Madem konu bu yöne kaydı...
... Aslında fotoğraf makinelerini (ve/veya cep telefonu sensörlerini) sınıflarken 1. FF (35mm) ve Altı, 2. Orta (Medium) Format ve 3. Büyük (Large) Format olarak ayırmak daha makul.
Çünkü günümüz teknolojisi ile MFT sensörlerde dahi FF sensörlere yakın performans yakalanır olmaya başladı.
Sonra devreye "alan derinliği az olsun", "bokeh" olsun gibi talepler işin içine girmeye başlıyor.
Fakat onlara da çözüm bulunuyor: Ibelux'un 45mm f/0,95 lensi, Mitakon'un 25mm f/0,95 lensi, vb. vb.
Bu lensler MFT sensör ile (x2 çarpan faktöründen dolayı) f/1,9 gibi çalışıyor.

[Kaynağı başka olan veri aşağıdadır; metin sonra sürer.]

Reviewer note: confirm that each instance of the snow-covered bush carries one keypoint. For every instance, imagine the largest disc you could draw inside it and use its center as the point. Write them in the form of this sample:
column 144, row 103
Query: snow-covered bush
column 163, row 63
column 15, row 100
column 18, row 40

Ancak (lensin gerçek diyaframı f/1,9 değil de f/0,95 olduğu için) sensöre alınan ışık 3 kat fazla oluyor. Bunun için bu tarz makinelerde 1/16.000s - 1/32.000s elektronik perde oluyor.
FF gövde seçmek, prensipte kullanıcının seçeceği lens yelpazesini rahatlatıyor; önüne esnek bir "gelecek" sunuyor. Örneğin 50mm f/1.2, f/1.4 veya f/1.8 o kadar çok lens var ki FF gövdeler için. Ama (uçlarda örnek vermek için) MFT gövdelerde 25mm f/0,95 lens, kaç üretici tarafından sunuluyor?
Bu nedenle FF gövde seçmek, - tabiri yerindeyse - "efektli şekilde fotoğrafçılığın içine girmeye" niyetli kullanıcılar için tercih sebebi oluyor.
Yoksa APS-C gövde ile standart 18-55mm lens ile de harika fotoğraflar çekiliyor...
... işte burada geliyoruz soruya: "fotoğrafı makine mi çekiyor, fotoğrafçı mı?"
Bu konuda, yukarıdaki Kutlukhan Bey'in ve Hüsamettin Bey'in yazdıklarına katılıyorum.
Ancak "kullanıcı dostu" bir yaklaşımla da bu işe girişecek bir kimsenin FF bir gövde ile başlamasını şahsen destekliyorum.
Gençliğimde babamın Zenit'ini kullandım bir miktar...
Sonra ekonomik olduğu için 9mm'lik filmi yassı ve kompakt fotoğraf makinelerini kullandım.
Sonra cepte taşınan 2-3 MP sensörlü kompakt makineler çıktı piyasaya... vs. vs....
... hepsinden sonra şu DSLR dünyasına girerken, bir abimiz dedi ki "bak, FF makine alırsan iyi olur; başlangıcını iyi yap" diye.
Kullandıkça anladım ki, ilk başta imkan fazla olduğunda fotoğrafçılıkta tecrübe kazanılması daha hızlı oluyor. İmkanlar dar olduğunda, bazı konularda ilerleme nisbeten daha yavaş oluyor.
Bugün hem FF, hem de APS-C sensörlü makinem var. Ama ikisini kullandığım yerler farklı. APS-C'yi sensör çarpanından dolayı lenslerin efektif odak uzaklıklarını arttırdığı için kullanıyorum. FF'yi ise geniş açılı lenslerde ve nisbeten geniş diyaframlı lensler ile.
Fakat FF bir gövde ile standart diyebileceğimiz 24-105 f/4 ile bile hoş kareler yakalanabiliyor.... fotoğrafı çeken, deklanşöre basan insan olunca.
Neyse lafı uzattık. Kusuruma bakmayın. Umarım aklımdakileri ifade edebilmişimdir. Sürç-i lisan ettiysek affola.